Больничный персонал позволил Мэрилин и Норману войти в палату Джонни, где на кровати лежало его тело, накрытое белой простыней. Мэрилин казалась убитой горем. Пошатываясь, она подошла к кровати и очень медленно приподняла простыню с лица Джонни. Джонни когда-то сказал ей, что, если он умрет, ей надо только обнять его и он снова вернется к жизни, только ради нее. Пристально глядя на его мертвое тело, она заплакала. Слезы сожаления и горя полились по ее лицу, и она вскрикнула: «Джонни, я любила тебя.
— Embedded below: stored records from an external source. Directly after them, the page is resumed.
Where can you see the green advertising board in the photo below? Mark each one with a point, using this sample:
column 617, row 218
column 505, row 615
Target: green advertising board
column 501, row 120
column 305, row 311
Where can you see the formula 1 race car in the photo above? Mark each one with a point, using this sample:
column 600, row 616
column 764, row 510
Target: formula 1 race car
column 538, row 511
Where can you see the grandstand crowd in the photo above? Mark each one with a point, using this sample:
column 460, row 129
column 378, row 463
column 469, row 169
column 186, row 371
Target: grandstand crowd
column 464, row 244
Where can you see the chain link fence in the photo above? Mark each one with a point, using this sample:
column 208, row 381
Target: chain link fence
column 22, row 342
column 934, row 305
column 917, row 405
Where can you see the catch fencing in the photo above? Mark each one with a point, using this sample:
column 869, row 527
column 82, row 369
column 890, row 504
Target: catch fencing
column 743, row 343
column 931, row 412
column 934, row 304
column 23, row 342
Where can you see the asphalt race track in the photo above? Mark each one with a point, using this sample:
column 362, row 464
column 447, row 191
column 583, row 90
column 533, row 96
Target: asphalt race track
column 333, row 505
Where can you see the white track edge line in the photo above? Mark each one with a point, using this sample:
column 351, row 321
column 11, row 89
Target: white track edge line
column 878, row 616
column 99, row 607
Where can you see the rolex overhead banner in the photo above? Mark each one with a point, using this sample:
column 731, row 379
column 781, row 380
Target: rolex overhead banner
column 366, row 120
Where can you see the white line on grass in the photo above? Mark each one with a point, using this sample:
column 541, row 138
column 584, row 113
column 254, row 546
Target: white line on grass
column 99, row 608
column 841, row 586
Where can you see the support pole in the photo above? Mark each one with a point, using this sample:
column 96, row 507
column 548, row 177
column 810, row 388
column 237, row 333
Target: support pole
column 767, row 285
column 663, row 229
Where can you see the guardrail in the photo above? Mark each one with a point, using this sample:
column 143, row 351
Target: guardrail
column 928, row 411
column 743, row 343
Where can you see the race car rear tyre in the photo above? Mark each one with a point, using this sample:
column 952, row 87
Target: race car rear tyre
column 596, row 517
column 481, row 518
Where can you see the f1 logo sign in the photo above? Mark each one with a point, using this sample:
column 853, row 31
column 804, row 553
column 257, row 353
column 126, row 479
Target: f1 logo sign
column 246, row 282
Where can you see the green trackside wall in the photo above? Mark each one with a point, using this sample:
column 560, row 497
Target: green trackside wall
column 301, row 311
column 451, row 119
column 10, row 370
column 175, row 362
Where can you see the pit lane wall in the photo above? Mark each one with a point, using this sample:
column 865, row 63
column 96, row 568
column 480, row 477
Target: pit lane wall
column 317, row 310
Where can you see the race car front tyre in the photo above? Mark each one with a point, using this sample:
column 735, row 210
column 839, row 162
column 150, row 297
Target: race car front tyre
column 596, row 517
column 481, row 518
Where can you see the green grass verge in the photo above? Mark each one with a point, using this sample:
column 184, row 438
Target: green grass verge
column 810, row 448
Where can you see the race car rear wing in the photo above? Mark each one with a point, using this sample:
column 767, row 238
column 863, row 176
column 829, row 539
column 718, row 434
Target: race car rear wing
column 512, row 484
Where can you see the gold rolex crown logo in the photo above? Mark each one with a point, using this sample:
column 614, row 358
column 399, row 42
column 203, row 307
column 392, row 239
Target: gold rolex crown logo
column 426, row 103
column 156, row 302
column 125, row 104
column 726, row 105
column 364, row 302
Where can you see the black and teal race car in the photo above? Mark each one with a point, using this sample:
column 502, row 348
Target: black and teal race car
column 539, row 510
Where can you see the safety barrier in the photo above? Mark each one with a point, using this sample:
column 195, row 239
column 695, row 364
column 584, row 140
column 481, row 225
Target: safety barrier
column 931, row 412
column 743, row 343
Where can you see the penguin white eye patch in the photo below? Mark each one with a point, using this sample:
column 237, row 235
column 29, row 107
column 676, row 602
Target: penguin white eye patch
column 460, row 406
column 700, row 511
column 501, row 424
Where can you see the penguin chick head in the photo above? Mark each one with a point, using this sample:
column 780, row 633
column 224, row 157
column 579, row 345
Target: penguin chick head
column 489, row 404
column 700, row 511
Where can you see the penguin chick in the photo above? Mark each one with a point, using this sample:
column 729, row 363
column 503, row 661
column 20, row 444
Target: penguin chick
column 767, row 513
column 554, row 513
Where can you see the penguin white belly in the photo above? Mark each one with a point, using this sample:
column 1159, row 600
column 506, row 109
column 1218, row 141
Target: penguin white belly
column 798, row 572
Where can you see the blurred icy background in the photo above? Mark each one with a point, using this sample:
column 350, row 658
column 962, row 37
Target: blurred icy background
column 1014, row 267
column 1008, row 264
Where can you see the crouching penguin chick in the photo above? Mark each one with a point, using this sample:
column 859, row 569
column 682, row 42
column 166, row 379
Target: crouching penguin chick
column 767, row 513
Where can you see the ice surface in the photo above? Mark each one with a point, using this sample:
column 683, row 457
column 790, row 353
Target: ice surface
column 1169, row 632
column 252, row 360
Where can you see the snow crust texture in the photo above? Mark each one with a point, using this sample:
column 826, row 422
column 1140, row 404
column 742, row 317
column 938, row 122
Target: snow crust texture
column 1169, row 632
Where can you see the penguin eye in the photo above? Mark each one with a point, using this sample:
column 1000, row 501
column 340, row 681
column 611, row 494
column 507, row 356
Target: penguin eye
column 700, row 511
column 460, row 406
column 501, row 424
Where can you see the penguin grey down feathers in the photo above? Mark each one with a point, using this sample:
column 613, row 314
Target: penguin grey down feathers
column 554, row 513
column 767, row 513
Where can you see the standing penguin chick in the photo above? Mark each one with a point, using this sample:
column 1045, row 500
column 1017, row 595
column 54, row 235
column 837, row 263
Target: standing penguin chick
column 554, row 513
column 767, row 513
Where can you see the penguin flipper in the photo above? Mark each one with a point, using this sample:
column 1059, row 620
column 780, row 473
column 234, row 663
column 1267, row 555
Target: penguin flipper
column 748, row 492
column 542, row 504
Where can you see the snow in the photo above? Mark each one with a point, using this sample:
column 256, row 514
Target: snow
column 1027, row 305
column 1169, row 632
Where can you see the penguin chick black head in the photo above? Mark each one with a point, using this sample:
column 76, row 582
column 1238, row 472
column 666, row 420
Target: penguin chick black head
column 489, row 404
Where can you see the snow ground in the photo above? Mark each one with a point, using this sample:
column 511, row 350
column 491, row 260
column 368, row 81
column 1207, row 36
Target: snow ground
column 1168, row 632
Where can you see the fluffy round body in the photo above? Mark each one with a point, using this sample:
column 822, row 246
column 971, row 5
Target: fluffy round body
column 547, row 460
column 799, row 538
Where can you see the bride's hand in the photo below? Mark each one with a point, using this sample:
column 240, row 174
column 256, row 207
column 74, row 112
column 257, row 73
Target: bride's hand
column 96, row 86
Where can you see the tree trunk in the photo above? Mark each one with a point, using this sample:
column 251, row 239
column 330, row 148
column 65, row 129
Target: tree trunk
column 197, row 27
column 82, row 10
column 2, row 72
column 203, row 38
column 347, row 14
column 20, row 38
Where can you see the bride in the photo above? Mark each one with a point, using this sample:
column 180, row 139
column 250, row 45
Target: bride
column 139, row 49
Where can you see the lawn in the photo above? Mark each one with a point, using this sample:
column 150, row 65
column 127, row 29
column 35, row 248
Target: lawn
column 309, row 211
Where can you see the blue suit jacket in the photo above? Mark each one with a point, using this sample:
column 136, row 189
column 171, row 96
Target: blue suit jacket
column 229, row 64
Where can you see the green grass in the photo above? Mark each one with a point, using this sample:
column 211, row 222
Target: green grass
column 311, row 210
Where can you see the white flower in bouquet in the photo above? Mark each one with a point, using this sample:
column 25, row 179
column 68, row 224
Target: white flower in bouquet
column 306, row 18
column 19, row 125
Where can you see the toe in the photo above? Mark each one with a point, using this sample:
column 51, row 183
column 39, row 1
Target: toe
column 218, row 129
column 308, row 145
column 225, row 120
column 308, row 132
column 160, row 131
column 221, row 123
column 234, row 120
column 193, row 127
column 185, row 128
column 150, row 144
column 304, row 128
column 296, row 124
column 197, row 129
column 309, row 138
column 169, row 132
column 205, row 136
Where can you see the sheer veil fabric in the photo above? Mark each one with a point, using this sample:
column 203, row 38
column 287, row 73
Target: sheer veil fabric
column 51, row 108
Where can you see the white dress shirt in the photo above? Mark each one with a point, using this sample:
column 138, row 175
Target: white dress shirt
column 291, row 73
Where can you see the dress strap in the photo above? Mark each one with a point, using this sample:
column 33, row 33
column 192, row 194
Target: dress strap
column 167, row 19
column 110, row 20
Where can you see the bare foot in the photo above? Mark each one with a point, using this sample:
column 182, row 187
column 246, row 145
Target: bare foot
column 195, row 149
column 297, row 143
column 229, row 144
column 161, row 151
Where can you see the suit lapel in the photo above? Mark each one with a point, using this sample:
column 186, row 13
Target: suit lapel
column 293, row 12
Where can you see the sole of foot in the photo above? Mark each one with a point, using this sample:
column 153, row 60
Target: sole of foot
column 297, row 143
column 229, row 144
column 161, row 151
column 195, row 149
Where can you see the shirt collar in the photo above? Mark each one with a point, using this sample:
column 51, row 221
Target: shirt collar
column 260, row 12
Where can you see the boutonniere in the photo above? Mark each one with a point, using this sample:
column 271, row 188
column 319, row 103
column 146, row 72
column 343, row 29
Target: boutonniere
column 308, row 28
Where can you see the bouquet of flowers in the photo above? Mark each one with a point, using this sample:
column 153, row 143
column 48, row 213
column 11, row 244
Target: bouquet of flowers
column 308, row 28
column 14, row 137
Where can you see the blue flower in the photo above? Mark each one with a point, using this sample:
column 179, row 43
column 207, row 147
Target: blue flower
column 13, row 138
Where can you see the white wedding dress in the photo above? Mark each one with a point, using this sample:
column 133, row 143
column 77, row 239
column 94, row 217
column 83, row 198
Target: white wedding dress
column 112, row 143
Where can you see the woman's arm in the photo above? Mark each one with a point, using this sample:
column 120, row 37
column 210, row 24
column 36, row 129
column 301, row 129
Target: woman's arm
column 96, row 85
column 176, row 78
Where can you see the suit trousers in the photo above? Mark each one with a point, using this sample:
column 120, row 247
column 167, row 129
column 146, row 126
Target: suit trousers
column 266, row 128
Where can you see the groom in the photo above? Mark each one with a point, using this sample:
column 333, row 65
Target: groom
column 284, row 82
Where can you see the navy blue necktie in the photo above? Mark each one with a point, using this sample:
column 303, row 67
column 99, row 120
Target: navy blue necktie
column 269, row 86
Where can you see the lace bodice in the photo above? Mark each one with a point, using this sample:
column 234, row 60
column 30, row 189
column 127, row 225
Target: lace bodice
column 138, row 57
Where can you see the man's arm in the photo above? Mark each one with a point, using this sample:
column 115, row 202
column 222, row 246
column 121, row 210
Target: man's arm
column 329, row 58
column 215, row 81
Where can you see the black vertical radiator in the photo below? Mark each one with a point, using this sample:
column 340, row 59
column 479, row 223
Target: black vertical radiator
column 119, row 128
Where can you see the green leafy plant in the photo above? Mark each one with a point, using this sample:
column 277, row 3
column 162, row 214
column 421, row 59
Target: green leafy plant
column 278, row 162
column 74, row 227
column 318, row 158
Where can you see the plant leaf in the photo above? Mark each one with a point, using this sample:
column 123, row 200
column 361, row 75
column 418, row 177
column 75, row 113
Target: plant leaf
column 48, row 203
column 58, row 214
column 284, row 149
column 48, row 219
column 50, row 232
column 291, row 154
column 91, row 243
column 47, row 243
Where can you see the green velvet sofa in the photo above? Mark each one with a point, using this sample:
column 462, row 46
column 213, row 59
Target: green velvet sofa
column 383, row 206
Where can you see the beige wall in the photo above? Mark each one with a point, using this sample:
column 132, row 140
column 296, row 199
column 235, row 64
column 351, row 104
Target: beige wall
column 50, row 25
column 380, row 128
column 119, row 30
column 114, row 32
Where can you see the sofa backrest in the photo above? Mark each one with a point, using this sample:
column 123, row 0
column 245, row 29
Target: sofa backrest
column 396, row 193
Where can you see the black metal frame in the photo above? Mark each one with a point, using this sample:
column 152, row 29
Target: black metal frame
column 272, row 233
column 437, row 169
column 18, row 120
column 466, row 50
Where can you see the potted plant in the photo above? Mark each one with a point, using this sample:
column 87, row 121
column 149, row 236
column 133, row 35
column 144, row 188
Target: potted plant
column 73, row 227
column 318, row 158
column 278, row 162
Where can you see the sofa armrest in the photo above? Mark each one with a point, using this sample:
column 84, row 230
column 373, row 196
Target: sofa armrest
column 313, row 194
Пожалуйста, знай, я действительно любила тебя».
Примечания
1. И снова позволим Джеймсу Хаспиду составить другой классический образ Монро. Он рассказывает, что за восемь лет знакомства с ней он никогда не видел Мэрилин пьяной, даже подвыпившей. Лишь однажды он показал ей сделанную им фотографию, на которой видно, что она явно перебрала. Он отдал ей снимок и сказал: «Это было снято в лифте в доме Марлен Дитрих. Ты здесь на высоте». Не моргнув глазом, Мэрилин взглянула на него с наивным видом и спросила: «И на каком я была этаже?»